Barracudaの研究者によると、あるフィッシングキャンペーンでは、被害者を正規のMicrosoft OAuthおよびTeamsインフラ経由で誘導した後、被害者自身のブラウザ内で丸ごと生成された偽ログインページを表示させる手口が確認されました。
「悪意のあるコンテンツはウェブサーバーから配信されるのではなく、blob URL――ウェブサイト上ではなくローカルのメモリ内に保存されたコンテンツを指す、ブラウザが生成する一時的なURL――を使って被害者のブラウザ内で組み立てられます」と研究者は説明しています。
この攻撃は、カレンダー招待を添付ファイルとして含むDocuSignを騙るメールから始まります。この招待自体はペイロードではありません。メッセージを普通の会議依頼のように見せかけるためのものであり、明らかに不審なものではなく正規のMicrosoft OAuthエンドポイントを指しているために、この手口は有効に機能します。

DocuSignになりすましたフィッシングメール(出典: Barracuda)
細工されたリダイレクトパラメータにより、被害者は続いてMicrosoft Teamsへ送られます。Teamsは外部ドメインcdn.bloom[.]ioでホストされているリソースを読み込み、最終的にフィッシングページは被害者のマシン上で完全にblob URLからレンダリングされることになります。
ページが読み込まれると、サービスワーカーが登録され、そのロジックの一部はサンドボックス化されたiframe内で実行されます。これらのコンポーネントにより、攻撃者側のバックエンドはブラウザメッセージングを通じてページにリアルタイムで指示を送ることができ、ハードコードされたリダイレクトに頼ることなく、攻撃側が被害者に表示する内容を自在に変更できるようになっています。
「隠された指令サーバー(C2)の設定が存在することから、これは単体のページではなく、多数の被害者に対して一元的に運用・更新・制御できる、管理型のフィッシングプラットフォームの一部であることが分かります」と研究者は指摘しています。

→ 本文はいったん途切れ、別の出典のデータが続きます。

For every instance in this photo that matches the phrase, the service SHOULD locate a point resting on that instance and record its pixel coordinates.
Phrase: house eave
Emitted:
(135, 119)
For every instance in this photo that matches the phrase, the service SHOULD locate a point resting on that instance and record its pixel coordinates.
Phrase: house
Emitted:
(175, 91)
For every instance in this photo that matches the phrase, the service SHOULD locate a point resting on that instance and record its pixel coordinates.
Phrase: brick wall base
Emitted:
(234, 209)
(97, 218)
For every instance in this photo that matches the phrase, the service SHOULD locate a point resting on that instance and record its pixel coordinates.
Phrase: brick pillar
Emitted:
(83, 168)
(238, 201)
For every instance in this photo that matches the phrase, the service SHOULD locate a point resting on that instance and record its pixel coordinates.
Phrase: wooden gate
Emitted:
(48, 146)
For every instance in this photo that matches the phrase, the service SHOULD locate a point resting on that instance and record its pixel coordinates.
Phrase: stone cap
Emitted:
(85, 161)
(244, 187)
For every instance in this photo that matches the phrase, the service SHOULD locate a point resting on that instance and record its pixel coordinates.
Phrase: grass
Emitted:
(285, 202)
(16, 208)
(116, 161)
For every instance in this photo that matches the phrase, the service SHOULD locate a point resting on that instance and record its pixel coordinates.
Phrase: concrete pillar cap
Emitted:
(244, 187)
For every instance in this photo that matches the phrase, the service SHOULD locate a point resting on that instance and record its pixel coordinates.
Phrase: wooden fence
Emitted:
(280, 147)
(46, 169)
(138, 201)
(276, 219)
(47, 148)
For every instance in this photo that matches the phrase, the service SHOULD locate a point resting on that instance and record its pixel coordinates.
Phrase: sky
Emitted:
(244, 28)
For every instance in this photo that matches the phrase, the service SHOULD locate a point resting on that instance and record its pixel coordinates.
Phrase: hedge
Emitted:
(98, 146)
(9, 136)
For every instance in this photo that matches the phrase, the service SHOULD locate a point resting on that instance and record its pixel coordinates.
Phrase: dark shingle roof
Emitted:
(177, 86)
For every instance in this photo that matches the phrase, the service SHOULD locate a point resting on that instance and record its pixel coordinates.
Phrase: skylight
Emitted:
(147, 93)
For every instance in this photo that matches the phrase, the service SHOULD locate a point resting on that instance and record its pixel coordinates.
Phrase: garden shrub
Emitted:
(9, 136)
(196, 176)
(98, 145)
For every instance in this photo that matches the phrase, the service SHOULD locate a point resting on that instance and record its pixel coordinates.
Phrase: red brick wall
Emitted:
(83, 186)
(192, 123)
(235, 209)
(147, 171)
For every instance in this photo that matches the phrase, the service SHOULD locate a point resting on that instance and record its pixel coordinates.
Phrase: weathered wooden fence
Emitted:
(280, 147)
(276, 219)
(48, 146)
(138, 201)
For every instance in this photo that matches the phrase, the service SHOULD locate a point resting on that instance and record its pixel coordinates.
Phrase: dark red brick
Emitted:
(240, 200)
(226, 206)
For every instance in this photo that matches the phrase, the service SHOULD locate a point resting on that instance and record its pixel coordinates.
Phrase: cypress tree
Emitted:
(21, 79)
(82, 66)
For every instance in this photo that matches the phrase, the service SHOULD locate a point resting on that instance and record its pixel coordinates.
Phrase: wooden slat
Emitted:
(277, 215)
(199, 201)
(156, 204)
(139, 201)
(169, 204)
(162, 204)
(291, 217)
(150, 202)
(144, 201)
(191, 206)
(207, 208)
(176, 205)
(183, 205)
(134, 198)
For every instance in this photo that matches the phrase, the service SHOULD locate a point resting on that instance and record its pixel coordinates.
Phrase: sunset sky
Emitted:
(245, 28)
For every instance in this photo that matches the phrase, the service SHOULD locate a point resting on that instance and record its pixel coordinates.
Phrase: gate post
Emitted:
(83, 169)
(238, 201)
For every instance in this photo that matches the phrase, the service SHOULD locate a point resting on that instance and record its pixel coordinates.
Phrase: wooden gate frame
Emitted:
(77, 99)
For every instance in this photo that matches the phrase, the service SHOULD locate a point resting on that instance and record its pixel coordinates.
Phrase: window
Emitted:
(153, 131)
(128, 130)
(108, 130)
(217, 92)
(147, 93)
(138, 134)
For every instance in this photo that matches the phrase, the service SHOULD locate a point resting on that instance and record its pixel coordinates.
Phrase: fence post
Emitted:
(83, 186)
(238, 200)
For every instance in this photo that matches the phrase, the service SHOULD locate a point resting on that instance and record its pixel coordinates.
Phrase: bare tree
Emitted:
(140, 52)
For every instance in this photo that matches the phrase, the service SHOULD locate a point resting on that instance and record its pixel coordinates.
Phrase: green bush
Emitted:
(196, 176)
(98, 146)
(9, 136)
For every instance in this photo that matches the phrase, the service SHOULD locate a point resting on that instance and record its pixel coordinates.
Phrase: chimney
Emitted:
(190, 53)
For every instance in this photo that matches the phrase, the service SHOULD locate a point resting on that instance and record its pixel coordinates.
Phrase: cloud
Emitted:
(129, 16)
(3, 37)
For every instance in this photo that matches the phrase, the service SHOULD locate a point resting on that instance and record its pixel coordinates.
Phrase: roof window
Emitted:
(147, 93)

Barracuda、より強固なID管理対策を呼びかけ
Barracudaは、OAuthの認可フローやリダイレクトチェーンに想定外の遷移先がないか監視すること、ログインや認証の文脈におけるblob URLの活動を確認すること、そして外部から読み込まれたコンテンツに紐づくサービスワーカーの登録にフラグを立てることを利用者に呼びかけています。
また、FIDO2キーやパスキーなどのフィッシング耐性を持つ多要素認証(MFA)の導入、最初のホップだけでなくリンクの遷移経路全体を追跡するメールセキュリティツールの活用、さらに信頼できるMicrosoftのインフラを経由している場合であっても文書署名の依頼を疑うようスタッフを教育することも推奨しています。

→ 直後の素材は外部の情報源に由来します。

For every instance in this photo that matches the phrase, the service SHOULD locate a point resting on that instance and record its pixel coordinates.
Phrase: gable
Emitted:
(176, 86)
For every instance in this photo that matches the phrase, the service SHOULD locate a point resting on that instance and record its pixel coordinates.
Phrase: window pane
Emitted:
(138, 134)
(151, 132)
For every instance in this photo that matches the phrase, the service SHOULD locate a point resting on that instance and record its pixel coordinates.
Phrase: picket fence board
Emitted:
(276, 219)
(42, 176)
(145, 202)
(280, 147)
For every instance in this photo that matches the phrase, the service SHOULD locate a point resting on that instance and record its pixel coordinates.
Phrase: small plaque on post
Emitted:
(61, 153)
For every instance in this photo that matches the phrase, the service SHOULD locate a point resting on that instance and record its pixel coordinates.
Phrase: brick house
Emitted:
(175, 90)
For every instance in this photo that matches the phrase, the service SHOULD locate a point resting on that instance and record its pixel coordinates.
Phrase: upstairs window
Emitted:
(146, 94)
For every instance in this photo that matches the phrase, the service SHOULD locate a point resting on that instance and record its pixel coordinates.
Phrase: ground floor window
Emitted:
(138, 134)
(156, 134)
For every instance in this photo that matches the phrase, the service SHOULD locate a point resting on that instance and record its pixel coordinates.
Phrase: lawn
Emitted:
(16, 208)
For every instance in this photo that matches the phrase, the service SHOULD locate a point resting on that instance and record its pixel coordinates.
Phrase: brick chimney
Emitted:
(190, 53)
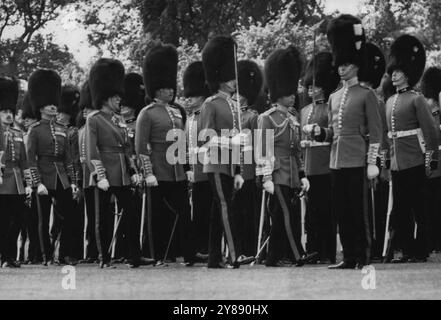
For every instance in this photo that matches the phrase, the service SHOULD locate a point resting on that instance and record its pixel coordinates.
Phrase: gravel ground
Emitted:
(406, 281)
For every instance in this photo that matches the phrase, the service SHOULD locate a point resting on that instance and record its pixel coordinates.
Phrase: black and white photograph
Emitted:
(220, 156)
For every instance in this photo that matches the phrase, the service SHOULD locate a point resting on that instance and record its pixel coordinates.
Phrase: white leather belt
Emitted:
(311, 144)
(402, 134)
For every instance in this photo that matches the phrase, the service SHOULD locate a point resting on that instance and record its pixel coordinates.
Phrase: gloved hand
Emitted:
(103, 184)
(41, 190)
(190, 176)
(305, 184)
(372, 171)
(238, 182)
(151, 181)
(28, 192)
(269, 187)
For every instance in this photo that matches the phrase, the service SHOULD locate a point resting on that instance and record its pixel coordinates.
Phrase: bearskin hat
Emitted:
(194, 81)
(375, 67)
(408, 55)
(431, 83)
(326, 75)
(44, 88)
(8, 94)
(348, 40)
(160, 69)
(250, 80)
(282, 72)
(134, 92)
(219, 61)
(70, 98)
(106, 80)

Barracudaの準脅威アナリストであるAshitosh Deshnur氏は、「今回のキャンペーンは、フィッシングが偽サイトや不審なドメインという枠を超えて進化していることを示すもので、セキュリティチームが従来検知の拠り所としてきた多くの兆候が失われつつあります」と述べています。
Deshnur氏は「組織は既知のフィッシングURLを単に遮断するのではなく、悪意ある挙動の特定とID関連の管理体制の強化に注力すべきです」と結論づけています。